A few words about the choice of ‘multiculturalism’ as an analytical concept. This, I feel, is a murky and highly politicized term which should be used with care, and the author attempts to defend and define her use of it in a way which I do not find entirely convincing. This may also be why she ends up not really answering the main questions that she sets out to explore. For her, ‘Multiculturalism refers to the ways in which the differences relating to race and ethnicity in the nation are imagined’ (p. 21), a definition that is original at best and imprecise at worst. She considers and rejects what she feels are alternative terms such as ‘ethnic minorities’ on the grounds that they ‘can have “minoritising” effects, meaning that the number of people described is understood to have bearing on the significance of their experiences. This phrase can also imply that some people are more ethnic than others’ (p. 20). While I agree with this, I fail to understand why she has not considered using a term like ‘ethnicity’ as a theoretical concept – also a contested concept, but with a considerably stronger theoretical foothold than multiculturalism. ‘Ethnicity’ is also empirically closer to the material presented in the book, which surely has less to do with ‘cultures’ than with the intergroup, power-laden dynamics of encounters that ethnicity as a theoretical and analytical concept is well suited to grasp. This would also have made it possible to avoid mixing up the various meanings and aspects of ‘multiculturalism’ – as a term describing empirical phenomena, as an ideology promoting diversity as a good in itself, as a native term, an analytical term and so on. What I have in mind is not a concept of ethnicity as it is used in this book (for instance ‘“Finnishness” is an “ethnicity” understood as being defined by certain “cultural traits”’, p. 203).
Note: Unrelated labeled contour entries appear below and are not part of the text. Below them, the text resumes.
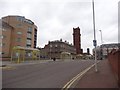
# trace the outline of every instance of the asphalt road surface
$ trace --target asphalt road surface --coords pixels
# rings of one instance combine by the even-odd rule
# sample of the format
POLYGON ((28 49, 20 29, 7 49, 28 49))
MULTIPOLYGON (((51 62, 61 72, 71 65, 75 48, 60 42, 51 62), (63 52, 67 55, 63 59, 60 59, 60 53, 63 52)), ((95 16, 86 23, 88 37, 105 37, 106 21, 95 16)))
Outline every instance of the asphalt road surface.
POLYGON ((50 61, 15 66, 2 71, 3 88, 62 88, 78 73, 91 66, 93 60, 50 61))

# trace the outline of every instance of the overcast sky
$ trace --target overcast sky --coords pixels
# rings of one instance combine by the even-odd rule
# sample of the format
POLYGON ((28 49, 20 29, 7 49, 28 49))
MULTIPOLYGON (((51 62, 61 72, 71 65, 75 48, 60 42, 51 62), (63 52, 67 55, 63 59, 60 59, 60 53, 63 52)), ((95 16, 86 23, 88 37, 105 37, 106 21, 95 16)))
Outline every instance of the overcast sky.
MULTIPOLYGON (((98 45, 118 42, 118 1, 94 0, 98 45)), ((0 0, 0 17, 20 15, 38 27, 37 46, 48 41, 67 40, 73 43, 73 27, 80 27, 84 52, 93 48, 92 0, 0 0)))

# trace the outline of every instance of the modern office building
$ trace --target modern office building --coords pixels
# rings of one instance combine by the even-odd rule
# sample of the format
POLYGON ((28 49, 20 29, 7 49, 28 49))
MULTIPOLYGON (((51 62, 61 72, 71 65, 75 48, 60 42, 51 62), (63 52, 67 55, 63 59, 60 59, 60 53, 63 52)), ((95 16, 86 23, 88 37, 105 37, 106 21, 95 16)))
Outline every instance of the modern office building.
POLYGON ((67 41, 63 42, 61 39, 49 41, 48 44, 41 50, 41 53, 47 58, 61 59, 62 54, 68 54, 70 56, 76 55, 76 48, 67 41))
POLYGON ((12 49, 16 46, 36 48, 37 26, 24 16, 2 17, 0 31, 0 55, 11 57, 12 49))

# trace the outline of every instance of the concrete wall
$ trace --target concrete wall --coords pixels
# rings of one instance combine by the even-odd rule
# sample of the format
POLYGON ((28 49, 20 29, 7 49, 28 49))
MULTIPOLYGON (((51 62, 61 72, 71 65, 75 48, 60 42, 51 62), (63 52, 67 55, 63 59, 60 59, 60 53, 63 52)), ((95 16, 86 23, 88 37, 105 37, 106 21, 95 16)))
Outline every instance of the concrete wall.
POLYGON ((120 87, 120 49, 114 49, 111 53, 109 53, 108 60, 120 87))

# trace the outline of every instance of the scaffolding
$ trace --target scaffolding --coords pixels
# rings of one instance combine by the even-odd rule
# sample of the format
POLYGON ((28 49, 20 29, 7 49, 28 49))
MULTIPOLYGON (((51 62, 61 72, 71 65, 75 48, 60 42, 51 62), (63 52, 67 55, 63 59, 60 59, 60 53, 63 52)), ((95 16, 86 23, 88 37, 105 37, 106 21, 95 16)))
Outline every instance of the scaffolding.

Rather, I would suggest to the author an exploration of ‘a more dialectical model of ethnicity [where] organizational boundaries and “cultural stuff” inflect each other . . . [and] the effects of power differentials and the categorization by others are acknowledged’ (Gullestad, 2002: 60).
The main empirical focus of the book is on a project called ‘the Globe’, a three-year project focusing on the empowerment and integration of migrant women, especially through mentoring, where the mentors too were women of migrant background. The project was initiated and run by a Finnish women’s NGO. The descriptions and analyses of this project are excellent. We are presented with a vivid image of a many-faceted and complex phenomenon, and the author convincingly frames this phenomenon within a neoliberal European system of project-based policy funding. Her acute and critical observations strengthen the wider relevance of the book: I think researchers and practitioners in all parts of Europe will at some level find the material and political conditions of the Globe disturbingly familiar. The dynamics between what happens within the Globe and what happens around it are well described and admirably analysed. Historical conditions, viewed through the lens of postcolonial theory, as well as contemporary conditions, viewed through the lens of feminist and queer theory, are highlighted and analysed in relation to each other. I would especially direct the attention to Chapter 7, where these perspectives and descriptions really come together and inform one another in the analysis of expertise versus experience as racialized concepts.
So, what about multiculturalism in Finland? Is it still going strong? The answer is, a reading of this book tells us, that it never was. Not only has Finland never adopted any official, multicultural policy, but even an ostensibly multicultural project like the Globe turns out to be both monocultural and discriminatory. The author’s ‘paranoid reading’ (p. 97) of the Globe reveals that in the project’s very focus on empowerment lies its doom: it addresses the individual agency of immigrant women within a framework of structural racism where such agency makes little or no difference. Surprisingly, her conclusion is that ‘with the rise of racism and xenophobic parties across Europe (including Finland), there is a need to work with and against multiculturalism as a concept, rather than to merely critique it for it being superficial, apolitical and individualistic’ (p. 213). I wonder if multiculturalism is really the best candidate for the job.